Metadata-Version: 2.1
Name: ExhauFS
Version: 0.2
Summary: Exhaustive Feature Selection
Home-page: https://github.com/s-a-nersisyan/ExhaustiveFS
Author: HSE.Bioinformatics
Author-email: s.a.nersisyan@gmail.com
License: UNKNOWN
Platform: UNKNOWN
Classifier: Programming Language :: Python :: 3
Classifier: License :: OSI Approved :: MIT License
Classifier: Operating System :: POSIX :: Linux
Classifier: Operating System :: Microsoft :: Windows
Classifier: Operating System :: MacOS
Description-Content-Type: text/markdown
Requires-Dist: scipy
Requires-Dist: scikit-learn
Requires-Dist: numpy
Requires-Dist: pandas
Requires-Dist: lifelines
Requires-Dist: scikit-survival

# ExhaustiveFS
Exhaustive feature selection for classification and survival analysis.

## Table of Contents  
[Introduction](#introduction)  
[Requirements](#requirements)  
[Running ExhaustiveFS](#running-exhaustivefs)  
[Functions and classes](#functions-and-classes)  
[etc](#etc)  

# Introduction
The main idea underlying ExhaustiveFS is the exhaustive search of feature subsets for constructing the most powerfull classification and survival regression models. Since computational complexity of such approach grows exponentially with respect to combination length, we first narrow down features list in order to make search practically feasible. Briefly, the following pipeline is implemented:
1. **Feature pre-selection:** select fixed number of features for the next steps.
2. **Feature selection:** select *n* features for exhaustive search.
3. **Exhaustive search:** iterate through all possible *k*-element feature subsets and fit classification/regression models.

Values of *n* and *k* actually define running time of the pipeline (there are *C<sub>n</sub><sup>k</sup>* feature subsets).
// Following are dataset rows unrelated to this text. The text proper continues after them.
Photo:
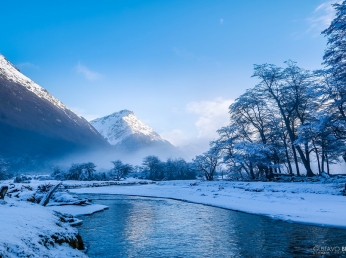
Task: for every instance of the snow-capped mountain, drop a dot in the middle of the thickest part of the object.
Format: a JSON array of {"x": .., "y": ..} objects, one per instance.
[
  {"x": 34, "y": 122},
  {"x": 124, "y": 130}
]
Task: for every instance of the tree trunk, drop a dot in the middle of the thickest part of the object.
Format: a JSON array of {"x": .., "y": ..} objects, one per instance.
[
  {"x": 46, "y": 198},
  {"x": 295, "y": 159}
]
For example, iterating through all 8-gene signatures composed of *n = 20* genes is possible (see example breast cancer data below), while search for over *n = 1000* genes will never end even on the most powerful supercomputer.
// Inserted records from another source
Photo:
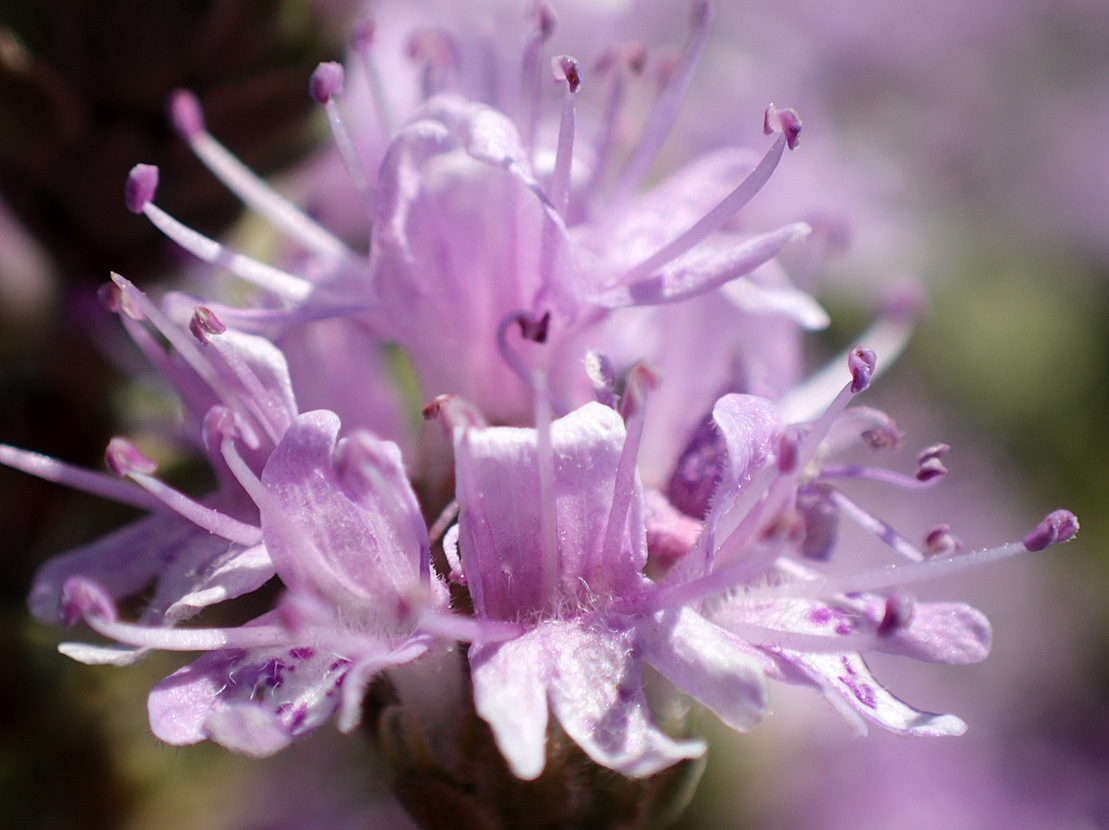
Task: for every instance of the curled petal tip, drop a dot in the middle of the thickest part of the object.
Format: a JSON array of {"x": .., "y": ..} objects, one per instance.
[
  {"x": 565, "y": 67},
  {"x": 123, "y": 457},
  {"x": 81, "y": 598},
  {"x": 861, "y": 362},
  {"x": 185, "y": 113},
  {"x": 326, "y": 81},
  {"x": 1057, "y": 527},
  {"x": 784, "y": 120},
  {"x": 139, "y": 191}
]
Input data can consist from different batches (datasets), and each dataset should be labeled by one of the following types:
1. **Training set:** samples from training datasets will be used for tuning classification/regression models. At least one such dataset is required; if multiple given, the union will be used.
2. **Filtration set:** all tuned models will be first evaluated on training and filtration sets. If specified thresholds for accuracy are reached, model will be evaluated on validation (test) sets. The use of filtration sets is optional.
3. **Validation (test) set:** performance of models which passed filtration thresholds are then evaluated on validation sets. At least one such dataset is required; if multiple given, model will be evaluated on all test sets independently.

**TODO:** add flowchart.

# Requirements

<details>
  <summary>List of requirements</summary>

  - scipy  
  - scikit-learn  
  - numpy  
  - pandas  
  - lifelines  
  - scikit-survival  
  - xgboost  
</details>  


You can install them via:  
`pip3 install -r requirements.txt`  

# Running ExhaustiveFS

## Step 1: data preparation

Before running the tool, you should prepare three csv tables containing actual data, its annotation and *n* \ *k* grid. Both for classification and survival analysis data table should contain numerical values associated with samples (rows) and features (columns):

<details>
  <summary>Example</summary>

  |            | Feature 1 | Feature 2 |
  | ---------- | --------- | --------- |
  | Sample 1   | 17.17     | 365.1     |
  | Sample 2   | 56.99     | 123.9     |
  | ...        |           |           |
  | Sample 98  | 22.22     | 123.4     |
  | Sample 99  | 23.23     | 567.8     |
  | ...        |           |           |
  | Sample 511 | 10.82     | 665.8     |
  | Sample 512 | 11.11     | 200.2     |
</details>


Sample annotation table formats are different for classification and survival analysis. For classification it should contain binary indicator of sample class (e.g., 1 for recurrent tumor and 0 for non-recurrent), dataset (batch) label and dataset type (Training/Filtration/Validation).  
It is important that `Class = 1` represents "Positives" and `Class = 0` are "negatives", otherwise accuracy scores may be calculated incorrectly.   
Note that annotation should be present for each sample listed in the data table in the same order:

<details>
  <summary>Example</summary>

  |            | Class | Dataset  | Dataset type |
  | ---------- | ----- | -------- | ------------ |
  | Sample 1   | 1     | GSE3494  | Training     |
  | Sample 2   | 0     | GSE3494  | Training     |
  | ...        |       |          |              |
  | Sample 98  | 0     | GSE12093 | Filtration   |
  | Sample 99  | 0     | GSE12093 | Filtration   |
  | ...        |       |          |              |
  | Sample 511 | 1     | GSE1456  | Validation   |
  | Sample 512 | 1     | GSE1456  | Validation   |
</details>


For survival analysis, annotation table should contain binary event indicator and time to event:
<details>
  <summary>Example</summary>

  |            | Event | Time to event | Dataset  | Dataset type |
  | ---------- | ----- | ------------- | -------- | ------------ |
  | Sample 1   | 1     | 100.1         | GSE3494  | Training     |
  | Sample 2   | 0     | 500.2         | GSE3494  | Training     |
  | ...        |       |               |          |              |
  | Sample 98  | 0     | 623.9         | GSE12093 | Filtration   |
  | Sample 99  | 0     | 717.1         | GSE12093 | Filtration   |
  | ...        |       |               |          |              |
  | Sample 511 | 1     | 40.5          | GSE1456  | Validation   |
  | Sample 512 | 1     | 66.7          | GSE1456  | Validation   |
</details>


Table with *n* and *k* grid for exhaustive feature selection:  
*n* is a number of selected features, *k* is a length of each features subset.  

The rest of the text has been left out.